Sejauh ini, Pemerintah belum mendapatkan laporan khusus atas terganggunya aktivitas perdagangan Indonesia – China di sektor mineral dan batu bara akhir penyebaran Corona.
“Perusahaan belum ada yang tiba ke kami untuk meminimalkan bikinan atau ekspor ke Tiongkok,” kata Bambang.
Sentil HBA Februari
Corona sendiri menjadikan lesunya industri Tiongkok sehingga berujung pada persediaan (stockpile) yang semakin menepis. Merosotnya pasokan batubara Tiongkok menyebabkan Harga Batubara Acuan (HBA) bulan Februari 2020 ikut terkerek ke angka USD 66,89 per ton.
“Harga watu bara naik sedikit,” ungkap Bambang.

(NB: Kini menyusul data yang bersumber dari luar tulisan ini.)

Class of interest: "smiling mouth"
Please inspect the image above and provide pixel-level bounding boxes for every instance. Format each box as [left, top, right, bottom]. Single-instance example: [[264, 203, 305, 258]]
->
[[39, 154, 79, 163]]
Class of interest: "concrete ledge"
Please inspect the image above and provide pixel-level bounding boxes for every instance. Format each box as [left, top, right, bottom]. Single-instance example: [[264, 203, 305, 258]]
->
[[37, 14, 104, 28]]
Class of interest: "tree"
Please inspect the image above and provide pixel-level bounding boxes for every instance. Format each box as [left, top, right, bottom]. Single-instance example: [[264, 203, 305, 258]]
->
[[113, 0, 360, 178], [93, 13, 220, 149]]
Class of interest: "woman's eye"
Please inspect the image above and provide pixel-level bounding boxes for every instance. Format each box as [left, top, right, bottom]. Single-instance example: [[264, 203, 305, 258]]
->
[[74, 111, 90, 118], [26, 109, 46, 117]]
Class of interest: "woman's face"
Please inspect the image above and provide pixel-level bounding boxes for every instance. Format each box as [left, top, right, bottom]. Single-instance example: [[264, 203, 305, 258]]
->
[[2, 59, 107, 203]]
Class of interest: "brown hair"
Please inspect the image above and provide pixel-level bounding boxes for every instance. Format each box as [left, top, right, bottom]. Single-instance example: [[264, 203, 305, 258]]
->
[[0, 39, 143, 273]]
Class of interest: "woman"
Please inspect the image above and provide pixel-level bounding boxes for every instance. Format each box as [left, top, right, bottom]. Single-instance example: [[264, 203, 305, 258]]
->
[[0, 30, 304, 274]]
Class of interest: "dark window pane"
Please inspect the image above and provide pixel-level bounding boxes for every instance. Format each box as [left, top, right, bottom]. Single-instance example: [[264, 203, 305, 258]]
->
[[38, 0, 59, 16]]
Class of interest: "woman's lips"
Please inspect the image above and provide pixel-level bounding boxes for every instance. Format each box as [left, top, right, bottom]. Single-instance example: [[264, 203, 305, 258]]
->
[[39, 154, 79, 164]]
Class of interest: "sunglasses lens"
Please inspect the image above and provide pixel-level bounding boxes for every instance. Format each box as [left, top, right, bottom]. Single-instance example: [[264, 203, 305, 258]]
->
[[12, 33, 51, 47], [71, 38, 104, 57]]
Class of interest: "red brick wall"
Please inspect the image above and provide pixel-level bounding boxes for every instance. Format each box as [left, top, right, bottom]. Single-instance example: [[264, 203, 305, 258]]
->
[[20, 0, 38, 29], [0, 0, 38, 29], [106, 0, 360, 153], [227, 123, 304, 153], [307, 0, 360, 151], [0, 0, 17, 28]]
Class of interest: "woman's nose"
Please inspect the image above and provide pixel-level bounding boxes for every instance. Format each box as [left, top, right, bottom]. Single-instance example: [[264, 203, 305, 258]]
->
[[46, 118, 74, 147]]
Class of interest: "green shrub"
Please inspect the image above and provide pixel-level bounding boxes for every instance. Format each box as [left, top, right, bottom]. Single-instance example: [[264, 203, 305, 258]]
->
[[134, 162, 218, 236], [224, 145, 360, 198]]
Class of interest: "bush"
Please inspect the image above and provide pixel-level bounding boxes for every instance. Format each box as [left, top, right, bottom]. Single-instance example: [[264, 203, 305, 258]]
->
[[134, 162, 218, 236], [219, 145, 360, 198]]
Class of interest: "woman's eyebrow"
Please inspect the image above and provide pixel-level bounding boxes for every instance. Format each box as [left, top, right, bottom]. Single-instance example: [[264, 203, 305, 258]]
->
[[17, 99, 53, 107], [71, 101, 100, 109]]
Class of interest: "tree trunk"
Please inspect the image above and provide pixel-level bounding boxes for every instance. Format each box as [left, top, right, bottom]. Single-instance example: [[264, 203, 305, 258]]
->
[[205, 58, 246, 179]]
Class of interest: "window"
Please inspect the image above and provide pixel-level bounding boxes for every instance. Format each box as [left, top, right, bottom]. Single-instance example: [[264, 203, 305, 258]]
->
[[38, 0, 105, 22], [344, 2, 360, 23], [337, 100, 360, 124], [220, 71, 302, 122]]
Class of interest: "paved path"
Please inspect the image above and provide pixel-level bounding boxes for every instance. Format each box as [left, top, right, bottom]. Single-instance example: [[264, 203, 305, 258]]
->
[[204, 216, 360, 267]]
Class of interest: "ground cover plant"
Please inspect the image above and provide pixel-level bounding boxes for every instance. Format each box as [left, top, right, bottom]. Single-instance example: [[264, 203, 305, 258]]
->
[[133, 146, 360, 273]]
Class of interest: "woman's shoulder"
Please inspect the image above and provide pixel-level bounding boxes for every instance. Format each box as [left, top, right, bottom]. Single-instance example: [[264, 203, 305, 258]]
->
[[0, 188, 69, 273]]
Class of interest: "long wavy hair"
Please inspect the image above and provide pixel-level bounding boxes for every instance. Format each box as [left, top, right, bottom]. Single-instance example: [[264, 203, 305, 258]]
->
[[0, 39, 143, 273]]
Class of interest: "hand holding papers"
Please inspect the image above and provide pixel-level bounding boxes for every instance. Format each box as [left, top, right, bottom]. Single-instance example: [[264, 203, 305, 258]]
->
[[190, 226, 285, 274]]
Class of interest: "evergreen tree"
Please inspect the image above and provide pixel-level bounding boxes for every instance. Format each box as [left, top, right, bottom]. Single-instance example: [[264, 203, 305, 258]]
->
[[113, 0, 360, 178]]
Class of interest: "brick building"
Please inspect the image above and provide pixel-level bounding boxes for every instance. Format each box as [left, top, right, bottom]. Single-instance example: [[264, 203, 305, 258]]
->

Catatan HBA bulan ini naik tipis dibanding bulan Januari yang berada di level USD65,93 per ton atau naik 1,45 persen (USD0,96 per ton). Ketentuan HBA tersebut dituangkan dalam Keputusan Menteri ESDM Nomor 43 K/32/MEM/2020 dan berlaku sejak 1 Februari 2020.
Faktor lain yang menjadi mayoritas atas pembentuk HBA yaitu bencana kebakaran yang sempat melanda Australia serta meningkatnya seruan watu bara di sejumlah negara mirip Jepang dan Korea Selatan selama isu terkini acuh taacuh. Sementara India dan Tiongkok menghalangi impor dan memanfaakan buatan dalam negerinya sendiri.
HBA bulan Februari akan digunakan untuk penjualan pribadi (spot) selama satu bulan pada titik serah pemasaran secara Free on Board di atas kapal pengangkut (FOB Veseel).